Radiation therapy is a cornerstone in the management of head and neck squamous cell carcinoma, yet patient outcomes and treatment-related toxicity vary considerably. This variability has driven interest in quantitative imaging markers that could support earlier and more individualised treatment decisions. Diffusion-weighted MRI and the apparent diffusion coefficient provide a non-invasive way to characterise tumour tissue and monitor biological change during therapy. Hybrid MRI-guided linear accelerator systems allow repeated diffusion imaging in the treatment position, offering new opportunities for adaptive radiotherapy. However, these opportunities depend on how reliably apparent diffusion coefficient (ADC) can be measured over time. Before ADC changes can be used to guide clinical decisions, it is essential to understand the level of measurement variability inherent to MR-Linac diffusion imaging.

 

Technical Constraints of Diffusion Imaging on MR-Linac

MR-Linac systems integrate a 1.5-T MRI scanner with a linear accelerator, enabling imaging and radiation delivery within the same platform. While this configuration supports longitudinal imaging, it introduces technical differences compared with diagnostic MRI systems. The split-gradient coil design required for radiation beam passage can lead to gradient non-linearities. Lower gradient strength and slew rate can reduce signal-to-noise ratio by requiring longer diffusion times to achieve the same b values. In addition, the relatively small number of receive channels in the system’s body coil further limits signal quality.

 

These factors directly affect diffusion-weighted imaging and the precision of ADC measurements. Even so, previous work has shown that optimised echo-planar imaging diffusion sequences on MR-Linac systems can achieve repeatability and reproducibility comparable to diagnostic scanners, although absolute ADC values may differ across platforms. For treatment monitoring, internal consistency on a single system is more important than cross-platform agreement. Test–retest imaging provides a practical method to define the threshold beyond which ADC changes are unlikely to be explained by measurement noise alone.

 

Test–Retest Performance in Tumours and Lymph Nodes

ADC reproducibility was evaluated in patients with head and neck squamous cell carcinoma who underwent two diffusion MRI examinations on a 1.5-T MR-Linac. Imaging was performed before the start of radiation therapy or, in a small subset, immediately before the second or third treatment fraction.

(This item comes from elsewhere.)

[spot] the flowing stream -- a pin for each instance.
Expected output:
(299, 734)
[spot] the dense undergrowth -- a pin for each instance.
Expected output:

Primary tumours and pathological lymph nodes were analysed separately, reflecting typical clinical disease patterns.

 

Lesions were contoured on b0 images with reference to T2-weighted imaging, and mean and median ADC values were calculated across the full tumour volumes. Reproducibility was quantified using established metrics, including the reproducibility coefficient and the percent reproducibility coefficient. These values represent the minimum absolute or relative ADC change that can be interpreted as a real change with high confidence.

 

Across the cohort, the reproducibility coefficients for mean ADC were similar for primary tumours and lymph nodes, corresponding to percent reproducibility coefficients of approximately 30%. Median ADC values showed comparable behaviour, with slightly higher variability that was not considered clinically meaningful. There was no clear evidence that scan interval affected reproducibility within the observed range, and lesion volume showed only weak associations with variability. Smaller lesions tended to show higher variability, although this trend did not reach statistical significance.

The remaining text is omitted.